A Meeting By the River Gets Liquid!
Like West Meets East (Angel/EMI 36418 LP) the famous Ravi Shankar/Yehudi Menuhin collaboration from 1966, this 1992 get together between the guitarist/musicologist Ry Cooder and Vishwa Mohan Bhatt, a classically trained Indian musician you may have unknowingly seen playing the Mohan Viña (an instrument he devised) in the DVD “A Concert For George,” attempts to mesh Eastern and Western musical sensibilities.
While the Shankar/Menuhin record paired two classically trained musicians playing Eastern and Western classical music, this one crosses rougher terrain, with the Eastern classicist comparing musical notes with the less formally trained, but eclectically informed Cooder.
V.M. Bhatt’s Mohan Vinã (inspired by the North Indian instrument the Vichitra Vinã), is a big, hollow bodied “F” holed acoustic slide guitar variant featuring a dozen sympathetic drone strings tensioned on an “auxiliary” neck, located next to the three melody and five drone strings running the length of the main neck. It’s played lap-style, with strings both picked and slid upon using a heavy steel rod. The result is an instrument capable of both tugging at the heart seductively and soaring freely above a complex weave of continuous textures.
Cooder brings his slinky, bottleneck slide guitar to the proceedings and while it’s a less ephemeral, less complex instrument than the Mohan Vinã, its spare, angular, cooler presentation better delivers the western sensibilities at the core of Cooder’s musical consciousness that ranges from the Tex-Mex border to the Bahamas to Hawaii.
This collaboration came about after luthier Rick Turner heard an earlier Bhatt recordings and suggested to WaterLily founder and engineer Kavi Alexander that he get a copy to Cooder who was sufficiently impressed to arrange for a collaborative session that Alexander was invited to record using his minimalist analog recording techniques.
So, in September of 1992 after ten hours of film scoring in an L.A. studio, Cooder drove to Santa Barbara, CA where, in a motel lobby, he met Bhatt for the first time in. The two headed over to the Christ the King Chapel, where Alexander had set up his Tim De Paravini built 1” 15 IPS two track analog tape recorder and custom vacuum tube driven Blumlein microphone array. The slide guitar duo were joined by Tabla player Sukhvinder Singh Namdari and on Dumbek (another kind of drum), Cooder’s then fourteen year old son Joachim.

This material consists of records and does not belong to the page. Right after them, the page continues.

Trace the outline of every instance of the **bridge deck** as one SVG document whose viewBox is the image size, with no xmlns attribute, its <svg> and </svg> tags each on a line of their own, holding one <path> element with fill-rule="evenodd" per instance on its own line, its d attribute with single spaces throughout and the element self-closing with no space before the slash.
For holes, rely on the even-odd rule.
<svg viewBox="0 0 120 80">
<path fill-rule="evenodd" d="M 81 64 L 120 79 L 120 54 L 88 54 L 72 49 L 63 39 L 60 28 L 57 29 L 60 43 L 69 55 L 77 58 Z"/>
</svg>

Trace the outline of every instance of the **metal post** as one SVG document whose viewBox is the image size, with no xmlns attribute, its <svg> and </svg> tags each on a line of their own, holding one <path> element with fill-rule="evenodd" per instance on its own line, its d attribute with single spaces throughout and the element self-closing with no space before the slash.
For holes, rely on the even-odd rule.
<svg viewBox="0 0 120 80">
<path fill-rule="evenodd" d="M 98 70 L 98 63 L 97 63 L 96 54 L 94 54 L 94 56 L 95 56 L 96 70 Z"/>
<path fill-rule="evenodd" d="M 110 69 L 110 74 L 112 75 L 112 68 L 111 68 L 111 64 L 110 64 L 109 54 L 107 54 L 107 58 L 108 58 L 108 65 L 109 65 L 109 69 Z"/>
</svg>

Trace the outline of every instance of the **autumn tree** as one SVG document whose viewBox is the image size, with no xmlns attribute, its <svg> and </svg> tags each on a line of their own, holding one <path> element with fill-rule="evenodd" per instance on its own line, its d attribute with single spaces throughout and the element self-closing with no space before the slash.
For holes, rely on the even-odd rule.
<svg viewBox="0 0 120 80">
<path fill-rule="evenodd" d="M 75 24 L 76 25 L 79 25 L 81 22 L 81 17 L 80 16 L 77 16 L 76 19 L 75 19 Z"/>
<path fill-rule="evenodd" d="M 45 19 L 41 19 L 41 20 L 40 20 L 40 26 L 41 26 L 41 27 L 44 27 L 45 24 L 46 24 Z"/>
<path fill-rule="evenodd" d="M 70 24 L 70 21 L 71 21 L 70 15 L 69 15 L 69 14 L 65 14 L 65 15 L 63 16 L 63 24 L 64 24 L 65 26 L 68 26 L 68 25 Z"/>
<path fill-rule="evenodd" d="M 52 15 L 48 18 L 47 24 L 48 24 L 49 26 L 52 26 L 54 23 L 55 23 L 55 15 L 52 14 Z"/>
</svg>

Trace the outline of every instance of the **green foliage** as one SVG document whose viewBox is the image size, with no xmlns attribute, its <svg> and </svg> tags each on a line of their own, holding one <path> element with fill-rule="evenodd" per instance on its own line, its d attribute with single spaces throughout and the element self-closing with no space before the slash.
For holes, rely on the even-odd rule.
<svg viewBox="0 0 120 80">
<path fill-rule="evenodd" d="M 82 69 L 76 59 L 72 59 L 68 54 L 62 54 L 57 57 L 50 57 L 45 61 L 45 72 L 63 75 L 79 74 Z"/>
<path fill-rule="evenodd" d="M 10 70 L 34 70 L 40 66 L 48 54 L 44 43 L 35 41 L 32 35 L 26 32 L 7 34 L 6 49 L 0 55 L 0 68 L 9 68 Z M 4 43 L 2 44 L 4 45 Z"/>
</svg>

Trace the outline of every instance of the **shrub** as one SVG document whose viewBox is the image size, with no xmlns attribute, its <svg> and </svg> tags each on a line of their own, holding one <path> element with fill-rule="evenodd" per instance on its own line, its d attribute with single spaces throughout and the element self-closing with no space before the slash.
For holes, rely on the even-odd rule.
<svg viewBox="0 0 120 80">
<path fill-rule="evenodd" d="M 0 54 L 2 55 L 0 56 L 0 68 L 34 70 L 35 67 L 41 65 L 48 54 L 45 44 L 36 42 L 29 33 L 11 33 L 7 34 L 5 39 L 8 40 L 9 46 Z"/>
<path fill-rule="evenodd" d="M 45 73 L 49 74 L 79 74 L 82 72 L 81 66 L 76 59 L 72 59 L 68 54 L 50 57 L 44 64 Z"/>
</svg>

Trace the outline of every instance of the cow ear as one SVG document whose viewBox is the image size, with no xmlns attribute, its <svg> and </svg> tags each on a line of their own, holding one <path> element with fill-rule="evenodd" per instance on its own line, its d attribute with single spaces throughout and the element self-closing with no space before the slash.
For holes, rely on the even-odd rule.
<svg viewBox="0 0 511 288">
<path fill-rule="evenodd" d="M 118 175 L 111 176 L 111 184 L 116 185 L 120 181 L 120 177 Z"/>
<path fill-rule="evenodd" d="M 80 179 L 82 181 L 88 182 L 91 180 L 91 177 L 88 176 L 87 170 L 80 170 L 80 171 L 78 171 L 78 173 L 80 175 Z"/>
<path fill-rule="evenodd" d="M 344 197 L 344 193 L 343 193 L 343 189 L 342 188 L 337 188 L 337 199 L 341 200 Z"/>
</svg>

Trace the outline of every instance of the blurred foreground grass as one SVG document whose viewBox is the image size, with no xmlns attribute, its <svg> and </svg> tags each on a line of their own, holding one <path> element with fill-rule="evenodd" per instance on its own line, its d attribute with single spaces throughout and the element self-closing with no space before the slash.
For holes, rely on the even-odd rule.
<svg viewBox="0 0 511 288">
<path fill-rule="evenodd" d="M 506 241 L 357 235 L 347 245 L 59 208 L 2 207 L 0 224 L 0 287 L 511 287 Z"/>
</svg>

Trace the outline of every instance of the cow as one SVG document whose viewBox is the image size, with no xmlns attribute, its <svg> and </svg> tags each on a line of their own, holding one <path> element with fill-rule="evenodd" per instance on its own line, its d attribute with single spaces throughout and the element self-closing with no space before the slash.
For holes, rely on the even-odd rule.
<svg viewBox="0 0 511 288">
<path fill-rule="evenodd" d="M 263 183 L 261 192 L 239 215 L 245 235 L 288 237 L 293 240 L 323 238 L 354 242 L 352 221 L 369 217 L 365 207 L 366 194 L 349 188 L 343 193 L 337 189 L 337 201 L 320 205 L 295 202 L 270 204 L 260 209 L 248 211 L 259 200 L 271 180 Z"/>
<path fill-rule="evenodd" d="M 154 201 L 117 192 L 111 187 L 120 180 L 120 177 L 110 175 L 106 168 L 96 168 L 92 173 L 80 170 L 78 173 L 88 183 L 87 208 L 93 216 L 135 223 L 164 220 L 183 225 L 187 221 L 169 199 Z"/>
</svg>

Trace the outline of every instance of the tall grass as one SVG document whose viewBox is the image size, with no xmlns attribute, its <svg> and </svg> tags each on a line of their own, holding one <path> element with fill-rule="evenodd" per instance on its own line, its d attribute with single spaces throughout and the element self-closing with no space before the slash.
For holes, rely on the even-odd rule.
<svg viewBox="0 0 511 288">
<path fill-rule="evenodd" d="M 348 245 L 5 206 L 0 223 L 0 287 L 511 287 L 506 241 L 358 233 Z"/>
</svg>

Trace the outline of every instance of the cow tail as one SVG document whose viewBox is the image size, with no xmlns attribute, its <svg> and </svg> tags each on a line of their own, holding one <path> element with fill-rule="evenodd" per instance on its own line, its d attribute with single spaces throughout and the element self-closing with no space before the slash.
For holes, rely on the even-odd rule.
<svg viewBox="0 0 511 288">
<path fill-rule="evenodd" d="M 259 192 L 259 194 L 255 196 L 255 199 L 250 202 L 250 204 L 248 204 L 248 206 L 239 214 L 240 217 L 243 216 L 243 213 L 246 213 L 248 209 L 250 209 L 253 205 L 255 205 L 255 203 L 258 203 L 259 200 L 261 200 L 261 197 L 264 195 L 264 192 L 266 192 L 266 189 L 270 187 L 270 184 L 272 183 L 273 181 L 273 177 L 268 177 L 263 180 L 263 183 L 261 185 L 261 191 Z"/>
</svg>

The results are four, approximately ten minute long improvisations that are among the most pure and sublime you are likely to encounter on record. The communication begins tentatively with Bhatt in the lead suggesting an Eastern motif and Cooder following with a cautionary strum. As Bhatt snakes his way East, Cooder finds an in and lays out some parched Paris, Texas-like accents that Bhatt picks up and runs with heading West. Cooder grabs it and heads East and the two are off as the tabla enters, driving the rhythmic thrust forward with the two slide guitarists trading complex, harmonically exquisite runs to the tune’s graceful conclusion.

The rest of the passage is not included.